I want to first start off with what an incredible honor and privilege it is to step foot on the gardens at Mirai. I’m tremendously grateful that our class has the opportunity to benefit by learning from Ryan’s experiences not only in Japan under Mr. Kimura, but as he’s evolved to form his own style and solidify his methods.
Some may say that Mirai doesn’t follow rules, breaks the Japanese mold, is rogue, (insert whatever comment or criticism here)… but I think the most important thing to consider is that Mirai begins everything with the same question… “What are we trying to accomplish?” This always determines the current approach to the tree in terms of horticulture and design with the intent of always producing the very best and healthiest tree. The tree can transcend a mold if you let yourself go there. I think this is where Mirai is going and what has attracted me to want to be a part of it.
This was the 2nd of 3 intensive weekends over 2018 at Mirai centered around Junipers and this class began much like the first one did, discussions and lecture around the foundations of horticulture. The premise always being that the tree should have and maintain ultimate health to become their very best bonsai. Without this, your wiring techniques, bending techniques, grand design ideas, etc. all become irrelevant. You can’t continue to evolve the design of a dead or sick tree. Health and horticulture are always first and this effectively will help to dictate the design.
After we reviewed the essentials and foundations, we moved to structural wiring techniques. Ryan demonstrated on several Hollywood juniper branches that were secured to our turn tables and then let us practice. We each did 3 branches and he reviewed and provided feedback each time on how to fix mistakes we made.
After learning the wiring techniques, we moved to raffia. He addressed the intricacies in number of strands relative to branch size, how to apply raffia with minimal to no knots showing, the physics of bending, and where and how the compressive forces act on a branch. Feedback was given after each attempt and the class definitely improved each time.
We then discussed different Native Juniper species and their respective traits, what gives each one value, what their deadwood is like, how the deadwood is created by the natural environment, and most importantly, how each one of them smells differently. This part was absolutely fascinating as they are all distinctly different. The most interesting thing is comparing the native species to the domesticated varieties where the smell is uniform and lacks any real nuance.
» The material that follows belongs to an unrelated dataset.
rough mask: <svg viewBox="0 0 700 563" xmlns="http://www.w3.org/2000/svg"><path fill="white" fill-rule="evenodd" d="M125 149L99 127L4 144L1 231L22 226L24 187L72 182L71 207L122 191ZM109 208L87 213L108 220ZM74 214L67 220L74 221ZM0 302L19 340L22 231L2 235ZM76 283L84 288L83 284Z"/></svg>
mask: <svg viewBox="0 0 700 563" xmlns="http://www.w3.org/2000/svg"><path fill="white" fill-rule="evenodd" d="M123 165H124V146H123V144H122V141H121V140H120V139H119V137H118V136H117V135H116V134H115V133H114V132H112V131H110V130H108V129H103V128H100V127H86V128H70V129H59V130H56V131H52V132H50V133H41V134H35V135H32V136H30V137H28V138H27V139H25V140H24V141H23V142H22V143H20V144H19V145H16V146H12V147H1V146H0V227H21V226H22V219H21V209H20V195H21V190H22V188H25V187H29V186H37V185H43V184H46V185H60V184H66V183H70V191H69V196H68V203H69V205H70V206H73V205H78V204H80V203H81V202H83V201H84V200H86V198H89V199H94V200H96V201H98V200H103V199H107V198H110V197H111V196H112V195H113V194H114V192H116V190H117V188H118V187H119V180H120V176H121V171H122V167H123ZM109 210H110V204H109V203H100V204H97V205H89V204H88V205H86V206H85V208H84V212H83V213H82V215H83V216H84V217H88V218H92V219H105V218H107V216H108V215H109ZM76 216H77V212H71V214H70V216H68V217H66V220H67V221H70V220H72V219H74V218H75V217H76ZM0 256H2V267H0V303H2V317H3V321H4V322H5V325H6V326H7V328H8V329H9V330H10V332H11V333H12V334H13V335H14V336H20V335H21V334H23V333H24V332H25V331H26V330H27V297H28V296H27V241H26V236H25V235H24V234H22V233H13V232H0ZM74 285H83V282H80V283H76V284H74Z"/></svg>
As we moved from techniques and understanding nuances, next came design principles. This is where, at least for me, my eyes were opened to see what a tree is doing. We reviewed trees in various Kokufu books and had to find trees that were Harmonious, Tension-filled, Dynamic, and Ambiguous in their designs and explain why we thought that. Try looking at a Kokufu tree and determining where the defining branch and apex go, it’s harder than you think. It helped us set the intention of “What are we trying to accomplish?” when looking at a tree when we approach the initial styling.
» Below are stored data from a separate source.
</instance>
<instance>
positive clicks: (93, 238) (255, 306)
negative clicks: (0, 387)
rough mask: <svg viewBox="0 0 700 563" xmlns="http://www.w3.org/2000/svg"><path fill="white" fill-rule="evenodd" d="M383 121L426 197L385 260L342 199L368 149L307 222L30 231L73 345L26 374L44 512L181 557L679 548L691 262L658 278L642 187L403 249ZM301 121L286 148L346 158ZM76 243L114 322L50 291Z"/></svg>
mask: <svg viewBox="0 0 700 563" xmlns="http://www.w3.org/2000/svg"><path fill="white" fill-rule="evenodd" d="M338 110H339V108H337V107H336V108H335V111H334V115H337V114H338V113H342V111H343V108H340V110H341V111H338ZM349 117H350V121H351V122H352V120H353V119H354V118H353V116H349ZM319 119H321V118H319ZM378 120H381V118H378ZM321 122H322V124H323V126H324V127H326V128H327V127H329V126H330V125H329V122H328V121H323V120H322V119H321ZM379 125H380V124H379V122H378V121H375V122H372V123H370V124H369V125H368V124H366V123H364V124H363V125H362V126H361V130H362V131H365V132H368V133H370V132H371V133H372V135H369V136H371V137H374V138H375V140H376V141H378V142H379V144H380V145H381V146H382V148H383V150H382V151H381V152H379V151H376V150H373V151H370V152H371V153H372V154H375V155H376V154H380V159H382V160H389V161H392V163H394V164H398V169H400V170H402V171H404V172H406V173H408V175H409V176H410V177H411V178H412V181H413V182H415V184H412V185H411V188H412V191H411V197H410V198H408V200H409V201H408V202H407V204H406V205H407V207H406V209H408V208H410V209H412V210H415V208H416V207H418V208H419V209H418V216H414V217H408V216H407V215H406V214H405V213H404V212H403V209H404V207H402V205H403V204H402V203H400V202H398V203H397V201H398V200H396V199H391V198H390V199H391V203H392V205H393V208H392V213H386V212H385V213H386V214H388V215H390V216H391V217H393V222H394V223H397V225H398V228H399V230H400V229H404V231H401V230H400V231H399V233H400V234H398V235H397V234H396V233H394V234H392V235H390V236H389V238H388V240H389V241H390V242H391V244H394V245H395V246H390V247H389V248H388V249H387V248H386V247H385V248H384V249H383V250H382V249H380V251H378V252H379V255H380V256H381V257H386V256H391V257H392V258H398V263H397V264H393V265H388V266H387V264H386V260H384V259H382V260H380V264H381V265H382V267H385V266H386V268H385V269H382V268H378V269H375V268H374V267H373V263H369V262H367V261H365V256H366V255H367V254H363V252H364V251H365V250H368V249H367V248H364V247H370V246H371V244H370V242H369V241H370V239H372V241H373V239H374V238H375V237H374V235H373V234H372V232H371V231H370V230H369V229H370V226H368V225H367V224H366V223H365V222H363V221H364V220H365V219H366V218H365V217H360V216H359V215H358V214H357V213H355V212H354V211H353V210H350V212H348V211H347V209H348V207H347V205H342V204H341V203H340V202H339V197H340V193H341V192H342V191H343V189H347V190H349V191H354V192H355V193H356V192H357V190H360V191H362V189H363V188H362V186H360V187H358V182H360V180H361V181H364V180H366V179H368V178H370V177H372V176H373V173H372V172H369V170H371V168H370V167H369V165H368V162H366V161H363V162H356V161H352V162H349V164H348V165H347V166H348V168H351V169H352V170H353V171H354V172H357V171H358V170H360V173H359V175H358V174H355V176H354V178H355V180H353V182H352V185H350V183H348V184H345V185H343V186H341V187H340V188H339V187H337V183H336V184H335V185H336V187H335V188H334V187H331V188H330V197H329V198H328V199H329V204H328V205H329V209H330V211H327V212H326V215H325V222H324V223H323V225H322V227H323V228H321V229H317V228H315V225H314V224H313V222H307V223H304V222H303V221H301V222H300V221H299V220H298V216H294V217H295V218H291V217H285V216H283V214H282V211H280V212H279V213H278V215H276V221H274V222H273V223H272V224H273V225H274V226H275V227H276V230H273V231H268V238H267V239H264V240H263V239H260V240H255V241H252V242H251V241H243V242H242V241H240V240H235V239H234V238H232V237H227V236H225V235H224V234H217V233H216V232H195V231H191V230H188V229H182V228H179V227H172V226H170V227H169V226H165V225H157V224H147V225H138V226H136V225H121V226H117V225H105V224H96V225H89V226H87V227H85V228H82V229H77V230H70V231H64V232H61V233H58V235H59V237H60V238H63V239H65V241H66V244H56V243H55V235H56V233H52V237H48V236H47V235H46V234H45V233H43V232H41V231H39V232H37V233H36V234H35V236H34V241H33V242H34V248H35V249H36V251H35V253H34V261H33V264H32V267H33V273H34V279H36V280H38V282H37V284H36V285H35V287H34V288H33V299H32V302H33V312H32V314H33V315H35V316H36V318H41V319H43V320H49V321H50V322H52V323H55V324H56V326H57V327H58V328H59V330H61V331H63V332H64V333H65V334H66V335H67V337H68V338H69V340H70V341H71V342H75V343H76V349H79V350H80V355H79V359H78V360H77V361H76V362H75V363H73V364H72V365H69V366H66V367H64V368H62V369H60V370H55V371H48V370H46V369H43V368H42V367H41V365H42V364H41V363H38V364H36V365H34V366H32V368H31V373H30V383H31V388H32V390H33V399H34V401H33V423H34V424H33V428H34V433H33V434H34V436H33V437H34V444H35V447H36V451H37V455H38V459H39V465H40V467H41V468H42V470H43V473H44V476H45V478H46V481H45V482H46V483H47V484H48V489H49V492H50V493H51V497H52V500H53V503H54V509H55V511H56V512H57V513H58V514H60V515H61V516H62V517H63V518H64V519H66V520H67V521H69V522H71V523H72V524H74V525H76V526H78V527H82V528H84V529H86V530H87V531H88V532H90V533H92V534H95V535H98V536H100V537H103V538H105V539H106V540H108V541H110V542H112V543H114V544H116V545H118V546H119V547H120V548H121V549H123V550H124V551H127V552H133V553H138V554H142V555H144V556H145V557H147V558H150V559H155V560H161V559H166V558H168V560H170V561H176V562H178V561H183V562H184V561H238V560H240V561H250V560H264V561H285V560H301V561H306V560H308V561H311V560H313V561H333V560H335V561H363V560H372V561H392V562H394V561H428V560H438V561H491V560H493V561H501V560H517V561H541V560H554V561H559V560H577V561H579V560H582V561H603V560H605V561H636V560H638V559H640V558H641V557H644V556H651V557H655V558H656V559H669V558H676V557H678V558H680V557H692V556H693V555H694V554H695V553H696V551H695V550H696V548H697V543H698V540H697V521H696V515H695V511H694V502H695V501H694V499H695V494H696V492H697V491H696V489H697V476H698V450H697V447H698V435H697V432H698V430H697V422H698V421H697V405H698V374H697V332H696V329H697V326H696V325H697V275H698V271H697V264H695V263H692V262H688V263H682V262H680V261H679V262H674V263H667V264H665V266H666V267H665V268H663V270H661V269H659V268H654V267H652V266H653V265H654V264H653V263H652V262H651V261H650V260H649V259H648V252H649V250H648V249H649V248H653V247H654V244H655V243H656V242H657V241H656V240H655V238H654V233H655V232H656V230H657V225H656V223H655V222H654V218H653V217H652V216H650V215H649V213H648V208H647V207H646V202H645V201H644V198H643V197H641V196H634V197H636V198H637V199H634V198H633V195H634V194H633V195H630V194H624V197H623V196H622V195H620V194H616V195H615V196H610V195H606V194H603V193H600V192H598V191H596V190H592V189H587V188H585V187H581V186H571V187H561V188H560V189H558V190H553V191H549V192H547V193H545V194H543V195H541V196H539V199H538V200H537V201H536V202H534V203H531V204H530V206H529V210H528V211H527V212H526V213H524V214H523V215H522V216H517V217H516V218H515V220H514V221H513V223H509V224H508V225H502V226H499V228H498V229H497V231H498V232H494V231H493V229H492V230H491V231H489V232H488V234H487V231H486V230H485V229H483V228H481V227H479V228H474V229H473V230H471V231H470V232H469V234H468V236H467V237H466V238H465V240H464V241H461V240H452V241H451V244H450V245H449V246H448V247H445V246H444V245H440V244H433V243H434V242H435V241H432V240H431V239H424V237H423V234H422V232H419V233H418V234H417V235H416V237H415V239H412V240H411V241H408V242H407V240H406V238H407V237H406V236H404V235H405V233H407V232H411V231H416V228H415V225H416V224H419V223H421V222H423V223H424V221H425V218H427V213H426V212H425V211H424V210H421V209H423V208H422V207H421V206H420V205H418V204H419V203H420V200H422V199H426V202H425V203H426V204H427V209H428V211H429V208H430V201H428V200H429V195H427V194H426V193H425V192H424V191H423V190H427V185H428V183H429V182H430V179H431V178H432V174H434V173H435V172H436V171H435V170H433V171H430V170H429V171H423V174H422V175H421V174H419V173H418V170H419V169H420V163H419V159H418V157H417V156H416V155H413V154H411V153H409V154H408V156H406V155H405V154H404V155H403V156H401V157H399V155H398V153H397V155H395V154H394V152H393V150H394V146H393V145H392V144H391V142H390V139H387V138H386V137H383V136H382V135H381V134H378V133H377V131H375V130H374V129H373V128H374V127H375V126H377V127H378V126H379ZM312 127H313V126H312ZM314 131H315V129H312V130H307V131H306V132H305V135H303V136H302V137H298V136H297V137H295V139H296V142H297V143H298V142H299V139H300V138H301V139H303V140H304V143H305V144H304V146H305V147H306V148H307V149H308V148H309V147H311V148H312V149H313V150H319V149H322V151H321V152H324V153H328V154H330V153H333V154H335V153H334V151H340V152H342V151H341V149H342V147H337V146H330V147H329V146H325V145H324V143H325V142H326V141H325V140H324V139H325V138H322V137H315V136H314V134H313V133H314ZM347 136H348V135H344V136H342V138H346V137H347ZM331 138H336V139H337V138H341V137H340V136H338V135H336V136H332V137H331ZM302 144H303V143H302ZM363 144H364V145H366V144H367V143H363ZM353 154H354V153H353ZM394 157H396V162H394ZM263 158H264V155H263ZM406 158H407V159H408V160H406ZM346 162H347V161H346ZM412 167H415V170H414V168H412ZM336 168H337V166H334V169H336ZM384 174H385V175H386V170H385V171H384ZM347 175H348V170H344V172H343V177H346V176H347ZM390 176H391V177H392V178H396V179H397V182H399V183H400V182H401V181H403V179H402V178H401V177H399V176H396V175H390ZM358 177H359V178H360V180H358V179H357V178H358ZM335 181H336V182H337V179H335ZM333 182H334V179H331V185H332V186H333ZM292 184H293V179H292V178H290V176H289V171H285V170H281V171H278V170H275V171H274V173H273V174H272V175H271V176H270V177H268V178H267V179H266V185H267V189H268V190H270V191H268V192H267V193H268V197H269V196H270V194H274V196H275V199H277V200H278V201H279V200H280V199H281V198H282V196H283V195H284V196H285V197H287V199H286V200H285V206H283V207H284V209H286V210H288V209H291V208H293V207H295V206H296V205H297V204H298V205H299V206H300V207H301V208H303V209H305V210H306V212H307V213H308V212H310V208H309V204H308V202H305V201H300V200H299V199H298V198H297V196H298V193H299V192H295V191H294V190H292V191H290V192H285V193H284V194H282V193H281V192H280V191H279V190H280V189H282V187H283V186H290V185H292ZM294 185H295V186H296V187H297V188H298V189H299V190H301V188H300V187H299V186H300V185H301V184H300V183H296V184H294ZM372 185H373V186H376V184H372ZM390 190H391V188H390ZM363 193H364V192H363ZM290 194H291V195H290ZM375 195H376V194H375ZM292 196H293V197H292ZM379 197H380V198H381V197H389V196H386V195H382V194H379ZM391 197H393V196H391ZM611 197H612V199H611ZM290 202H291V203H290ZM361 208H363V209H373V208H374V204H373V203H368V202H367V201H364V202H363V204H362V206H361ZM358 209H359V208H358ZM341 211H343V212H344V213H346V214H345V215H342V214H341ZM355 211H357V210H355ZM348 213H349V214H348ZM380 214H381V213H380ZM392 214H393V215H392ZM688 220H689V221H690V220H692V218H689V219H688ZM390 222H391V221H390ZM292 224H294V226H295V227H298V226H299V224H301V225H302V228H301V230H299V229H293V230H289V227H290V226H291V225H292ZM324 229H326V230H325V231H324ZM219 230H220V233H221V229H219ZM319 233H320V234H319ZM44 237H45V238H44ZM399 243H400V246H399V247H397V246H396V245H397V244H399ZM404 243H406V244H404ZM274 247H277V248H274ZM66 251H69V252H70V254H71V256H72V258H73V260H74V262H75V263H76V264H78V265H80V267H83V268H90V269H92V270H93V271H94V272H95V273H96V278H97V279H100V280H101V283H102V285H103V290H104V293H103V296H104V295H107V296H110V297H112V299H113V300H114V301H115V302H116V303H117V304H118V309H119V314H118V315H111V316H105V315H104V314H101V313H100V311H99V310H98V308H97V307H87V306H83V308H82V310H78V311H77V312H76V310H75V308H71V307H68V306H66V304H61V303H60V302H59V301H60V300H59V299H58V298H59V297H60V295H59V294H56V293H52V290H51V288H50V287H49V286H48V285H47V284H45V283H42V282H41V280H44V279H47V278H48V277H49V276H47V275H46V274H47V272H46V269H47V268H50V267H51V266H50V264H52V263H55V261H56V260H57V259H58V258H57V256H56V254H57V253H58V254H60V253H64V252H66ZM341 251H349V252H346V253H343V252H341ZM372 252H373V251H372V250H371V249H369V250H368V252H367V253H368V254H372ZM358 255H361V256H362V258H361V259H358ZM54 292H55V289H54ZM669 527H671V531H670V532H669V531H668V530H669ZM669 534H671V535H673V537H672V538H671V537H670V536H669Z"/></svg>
Next came what Ryan termed the “Bonsai Vortex” effectively taking a tree from an initial styling phase to a refined phase. He showed us examples in his garden of this but more importantly, how to take (at least in discussion) a tree that is already refined to the next level. Understanding this is critical as the last thing we want to do is take a tree from a refined state back to an initial styling phase. We need to try and promote the advancement of age and the ancient when possible as our trees become highly refined.
The final exercise came with each person in the class sketching out harmonious, tension, and dynamic designs with raw material that we were going to style in class. Base, Line, Features of the trees were beat into us like akadama dust. Ryan reviewed each tree with the class and we all had input, asked questions, and a decision was made to design based of off objective principles: best base, best line, best features. As Ryan likes to say, serendipity prevails when you design this way meaning that 90% of the time, the best tree comes forward.
I brought up a tree that was acquired at Bonsai-a-Thon to design and directly applied the raffia and wiring techniques that we had been learning over the course of 3 days. Ryan helped confirm the initial design after discussion and then I got to work. He answered questions as I moved along and assisted with the more advanced techniques when needed. After about 5 hours or so, the initial styling was complete and it’ll be another 12-18 months before the secondary styling is applied to the tree.
All in all, much like the first intensive weekend, it was an incredible 3 days full of objective principles, hard work, and incredible camaraderie.
I can’t thank California Bonsai Society enough for the grant, my first teacher Fred Miyahara for pushing me to be better, and of course, Ryan Neil and Bonsai Mirai for the incredible experience. I’m very much looking forward to the evolution of not only my tree, but my bonsai practice.